Os interesses financeiros viam-se eles mesmos intocáveis, e partiram para recuperar o poder. “Em relação ao seu Marktvolk,” ou
seja, aos mercados, “o governo precisa cuidar de ganhar e preservar a
sua confiança, ao assegurar de maneira conscienciosa o serviço da dívida
que lhes deve e ao fazer parecer seguro que pode fazê-lo e continuará a
fazê-lo no futuro também.”(81) As impressionantes mamas da dívida
pública devem ser mantidas, ou não haverá governo. Podemos ter
democracia, conquanto esta democracia sirva dominantemente aos mercados.
E quando, por esgotamento de recursos ou excessivo acúmulo de dívidas, é
preciso escolher, ou o governo se dobra aos mercados, ou termina a
experiência democrática de convívio entre os dois senhores.

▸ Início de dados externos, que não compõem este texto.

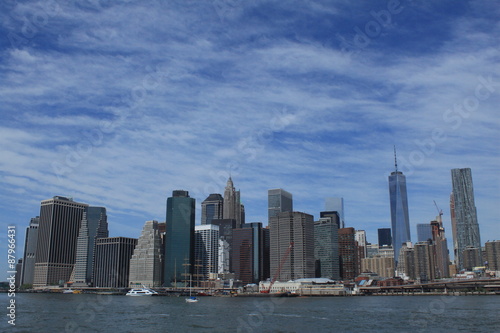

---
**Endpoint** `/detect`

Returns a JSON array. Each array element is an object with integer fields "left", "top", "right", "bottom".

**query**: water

[{"left": 0, "top": 294, "right": 500, "bottom": 333}]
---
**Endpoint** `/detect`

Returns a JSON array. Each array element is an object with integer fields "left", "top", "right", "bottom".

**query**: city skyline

[{"left": 0, "top": 1, "right": 500, "bottom": 278}]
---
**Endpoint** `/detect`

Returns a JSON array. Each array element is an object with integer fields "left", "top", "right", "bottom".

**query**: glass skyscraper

[
  {"left": 450, "top": 168, "right": 481, "bottom": 269},
  {"left": 267, "top": 188, "right": 293, "bottom": 219},
  {"left": 164, "top": 190, "right": 195, "bottom": 287},
  {"left": 389, "top": 152, "right": 411, "bottom": 266}
]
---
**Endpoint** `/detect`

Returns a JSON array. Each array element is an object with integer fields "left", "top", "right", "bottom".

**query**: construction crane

[{"left": 261, "top": 242, "right": 293, "bottom": 294}]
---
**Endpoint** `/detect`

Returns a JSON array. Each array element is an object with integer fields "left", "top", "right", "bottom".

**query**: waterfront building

[
  {"left": 319, "top": 210, "right": 342, "bottom": 229},
  {"left": 222, "top": 177, "right": 245, "bottom": 228},
  {"left": 320, "top": 198, "right": 345, "bottom": 229},
  {"left": 413, "top": 241, "right": 435, "bottom": 283},
  {"left": 212, "top": 219, "right": 237, "bottom": 275},
  {"left": 94, "top": 237, "right": 137, "bottom": 288},
  {"left": 33, "top": 196, "right": 88, "bottom": 287},
  {"left": 314, "top": 217, "right": 340, "bottom": 280},
  {"left": 431, "top": 213, "right": 450, "bottom": 279},
  {"left": 129, "top": 220, "right": 164, "bottom": 288},
  {"left": 232, "top": 222, "right": 269, "bottom": 283},
  {"left": 20, "top": 216, "right": 40, "bottom": 285},
  {"left": 194, "top": 224, "right": 219, "bottom": 281},
  {"left": 201, "top": 193, "right": 224, "bottom": 225},
  {"left": 71, "top": 207, "right": 109, "bottom": 287},
  {"left": 269, "top": 212, "right": 314, "bottom": 281},
  {"left": 462, "top": 246, "right": 483, "bottom": 271},
  {"left": 450, "top": 168, "right": 482, "bottom": 270},
  {"left": 377, "top": 228, "right": 392, "bottom": 246},
  {"left": 417, "top": 223, "right": 432, "bottom": 242},
  {"left": 164, "top": 190, "right": 195, "bottom": 287},
  {"left": 267, "top": 188, "right": 293, "bottom": 221},
  {"left": 389, "top": 148, "right": 411, "bottom": 267},
  {"left": 484, "top": 240, "right": 500, "bottom": 271},
  {"left": 355, "top": 230, "right": 366, "bottom": 259},
  {"left": 339, "top": 227, "right": 361, "bottom": 280},
  {"left": 361, "top": 256, "right": 394, "bottom": 278}
]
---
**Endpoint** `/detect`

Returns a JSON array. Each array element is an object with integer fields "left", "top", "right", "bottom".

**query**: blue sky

[{"left": 0, "top": 0, "right": 500, "bottom": 278}]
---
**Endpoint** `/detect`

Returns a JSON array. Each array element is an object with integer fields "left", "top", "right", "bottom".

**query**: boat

[
  {"left": 186, "top": 275, "right": 198, "bottom": 303},
  {"left": 125, "top": 285, "right": 158, "bottom": 296}
]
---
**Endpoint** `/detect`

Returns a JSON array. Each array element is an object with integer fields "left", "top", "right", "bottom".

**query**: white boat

[
  {"left": 186, "top": 276, "right": 198, "bottom": 303},
  {"left": 125, "top": 285, "right": 158, "bottom": 296}
]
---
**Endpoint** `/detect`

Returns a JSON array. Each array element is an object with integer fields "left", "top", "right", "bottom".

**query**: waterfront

Streeck tem em mente as dinâmicas europeias, mas é
impressionante como o sistema se universalizou. Ao expor o que se exige
dos governos para que mantenham a confiança dos mercados, e em
consequência sobrevivam, o autor traça um excelente resumo do que hoje
vivemos. “Os cortes de despesas propostos afetarão essencialmente
pessoas cuja baixa renda torna-as mais dependentes de serviços públicos.

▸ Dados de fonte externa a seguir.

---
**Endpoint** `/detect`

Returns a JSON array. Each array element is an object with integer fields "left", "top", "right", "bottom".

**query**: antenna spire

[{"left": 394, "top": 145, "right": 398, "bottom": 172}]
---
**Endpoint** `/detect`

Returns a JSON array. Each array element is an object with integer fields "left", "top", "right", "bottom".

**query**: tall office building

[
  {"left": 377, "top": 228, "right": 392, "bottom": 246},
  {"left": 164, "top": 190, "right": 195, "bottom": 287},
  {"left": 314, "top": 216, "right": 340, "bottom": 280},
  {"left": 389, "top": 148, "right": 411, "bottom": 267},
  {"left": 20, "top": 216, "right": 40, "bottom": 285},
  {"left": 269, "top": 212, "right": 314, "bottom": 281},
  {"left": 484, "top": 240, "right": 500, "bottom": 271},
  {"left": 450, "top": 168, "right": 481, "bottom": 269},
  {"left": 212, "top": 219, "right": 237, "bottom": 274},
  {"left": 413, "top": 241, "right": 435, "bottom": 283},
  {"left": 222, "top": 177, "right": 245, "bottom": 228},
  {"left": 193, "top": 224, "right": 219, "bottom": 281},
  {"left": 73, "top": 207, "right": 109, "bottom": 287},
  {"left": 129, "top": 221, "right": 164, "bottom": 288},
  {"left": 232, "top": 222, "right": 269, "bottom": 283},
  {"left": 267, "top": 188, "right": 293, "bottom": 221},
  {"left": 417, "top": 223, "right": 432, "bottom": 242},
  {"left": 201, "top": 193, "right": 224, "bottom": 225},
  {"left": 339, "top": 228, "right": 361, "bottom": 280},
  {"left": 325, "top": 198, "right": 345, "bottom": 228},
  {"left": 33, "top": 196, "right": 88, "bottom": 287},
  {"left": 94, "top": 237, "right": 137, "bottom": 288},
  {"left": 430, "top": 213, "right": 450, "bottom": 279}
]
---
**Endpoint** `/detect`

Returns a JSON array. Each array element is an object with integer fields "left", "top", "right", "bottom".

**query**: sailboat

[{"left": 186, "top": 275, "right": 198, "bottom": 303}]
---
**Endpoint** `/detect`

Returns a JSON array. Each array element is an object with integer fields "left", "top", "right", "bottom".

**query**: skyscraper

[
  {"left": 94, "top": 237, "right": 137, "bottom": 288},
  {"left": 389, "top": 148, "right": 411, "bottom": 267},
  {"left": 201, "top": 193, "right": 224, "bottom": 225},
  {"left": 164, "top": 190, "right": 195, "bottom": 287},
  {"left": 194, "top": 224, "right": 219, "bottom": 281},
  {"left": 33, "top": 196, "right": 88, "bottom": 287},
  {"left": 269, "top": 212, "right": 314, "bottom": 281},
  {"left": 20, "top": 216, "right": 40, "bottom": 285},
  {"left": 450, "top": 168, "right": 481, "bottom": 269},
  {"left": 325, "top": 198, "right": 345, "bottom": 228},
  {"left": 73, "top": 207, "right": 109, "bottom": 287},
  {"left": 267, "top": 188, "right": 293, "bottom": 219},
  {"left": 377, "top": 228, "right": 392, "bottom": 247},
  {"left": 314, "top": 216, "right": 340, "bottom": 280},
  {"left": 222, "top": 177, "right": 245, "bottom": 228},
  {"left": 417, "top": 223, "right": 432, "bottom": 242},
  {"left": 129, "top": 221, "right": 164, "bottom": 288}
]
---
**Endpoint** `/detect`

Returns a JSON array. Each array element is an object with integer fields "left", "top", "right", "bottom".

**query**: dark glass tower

O emprego será reduzido ainda mais, e os salários no setor público
serão espremidos, o que será acompanhado de novas ondas de privatização,
bem como de diferenças salariais mais amplas. O acesso aos serviços
públicos universais – por exemplo, nos setores de saúde e de educação –
será crescentemente diferenciado dependendo da capacidade de compra das
diferentes clientelas. No conjunto, o corte de gastos e a redução dos
níveis de atividade governamental reforçarão o mercado como principal
mecanismo de distribuição de oportunidades na vida, estendendo e
complementando o programa neoliberal de desmantelamento do estado de
bem-estar.”(119)
As resistências tornam-se difíceis, em particular
pela própria globalização, que gera instituições “isoladas da pressão
eleitoral”: “As políticas domésticas tornam-se mediadas e neutralizadas
ao se trancar os estados-nação em acordos supranacionais e regimes
regulatórios que limitam a sua soberania”.(115) Por mais que seja
voltado essencialmente para as dinâmicas da Europa, o estudo de Streeck
mostra claramente a que ponto avançamos na globalização, e a que ponto
se estendeu a visão chapa-branca do poder financeiro. Ela impõe ao
mundo, e com raras exceções em qualquer país, o mesmo esquema: o estado
transforma-se no sistema contemporâneo de captura dos recursos da
sociedade, desviando nossos impostos por meio do sistema público.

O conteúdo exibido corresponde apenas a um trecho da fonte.